Wednesday, October 31, 2012

Momentary states of madness

Today was another happy day under my sky. The main culprit in the singing occurred in the class I was telling you about yesterday, came after me on the hallway and apologized for his deed and blamed his action on a "momentary state of madness". Later on we had the class together and he asked me nicely if he could answer at the lesson. After grading others, he asked if he could hope at a five today five his answers, as to balance a bit the 2 taken yesterday. And that concluded the problems between us.

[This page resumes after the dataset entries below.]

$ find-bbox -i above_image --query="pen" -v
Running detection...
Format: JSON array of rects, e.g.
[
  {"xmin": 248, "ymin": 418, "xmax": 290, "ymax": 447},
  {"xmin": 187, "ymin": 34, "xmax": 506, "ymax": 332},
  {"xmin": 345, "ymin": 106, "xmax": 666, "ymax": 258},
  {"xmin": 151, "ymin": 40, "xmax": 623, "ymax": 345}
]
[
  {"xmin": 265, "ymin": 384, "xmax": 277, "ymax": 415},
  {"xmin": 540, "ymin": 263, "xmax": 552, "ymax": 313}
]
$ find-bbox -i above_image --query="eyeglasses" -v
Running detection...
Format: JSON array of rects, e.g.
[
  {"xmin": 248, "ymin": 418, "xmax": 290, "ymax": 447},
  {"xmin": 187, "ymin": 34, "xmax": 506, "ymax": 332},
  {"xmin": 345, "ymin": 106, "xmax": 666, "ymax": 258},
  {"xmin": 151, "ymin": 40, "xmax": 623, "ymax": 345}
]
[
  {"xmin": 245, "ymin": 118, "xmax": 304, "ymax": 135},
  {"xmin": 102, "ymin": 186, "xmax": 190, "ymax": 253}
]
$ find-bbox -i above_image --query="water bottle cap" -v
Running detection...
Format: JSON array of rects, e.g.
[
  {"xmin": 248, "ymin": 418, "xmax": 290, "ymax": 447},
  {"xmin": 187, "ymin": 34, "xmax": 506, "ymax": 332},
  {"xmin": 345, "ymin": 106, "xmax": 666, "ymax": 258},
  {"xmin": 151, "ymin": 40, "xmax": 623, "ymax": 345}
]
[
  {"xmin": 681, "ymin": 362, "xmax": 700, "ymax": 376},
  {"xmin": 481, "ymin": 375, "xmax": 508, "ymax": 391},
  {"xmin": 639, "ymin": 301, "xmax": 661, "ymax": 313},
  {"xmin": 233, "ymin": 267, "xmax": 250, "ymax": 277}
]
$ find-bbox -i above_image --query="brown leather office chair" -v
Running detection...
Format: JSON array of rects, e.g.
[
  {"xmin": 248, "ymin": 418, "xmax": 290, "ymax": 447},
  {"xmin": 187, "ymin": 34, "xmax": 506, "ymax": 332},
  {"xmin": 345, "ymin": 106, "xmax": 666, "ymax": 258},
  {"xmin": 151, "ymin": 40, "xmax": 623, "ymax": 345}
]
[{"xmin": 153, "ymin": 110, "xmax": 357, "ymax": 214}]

Talking about "momentary states of madness" reminded me of a feeling I had today. A friend I went out, began explaining to me why she didn't join me to a recent party. She mentioned a jealousy fit she threw her husband that night because of a Facebook page she discovered on his laptop. She told me the whole story of her creative mind working up an entire love story between that woman on the Facebook page and her husband. Now, thinking in retrospective she knew perfectly well that she didn't have a real reason to imagine all that, that she should have thought at a reasonable explanation for that page because her husband had been the most faithful partner for the last eight years. Hearing her telling me the whole story, reminded me of similar moments I had. I know that generally I and most of women behave like reasonable beings but one in a while we seem to lose our minds. I think it's a flaw in our making. I remember once I dumped my boyfriend, who cared a lot for me and was a perfect partner, because I didn't like how we looked together and imagined people were looking strangely at us.When we happen to cross paths, I still see in his eyes that he considers me a bit mad.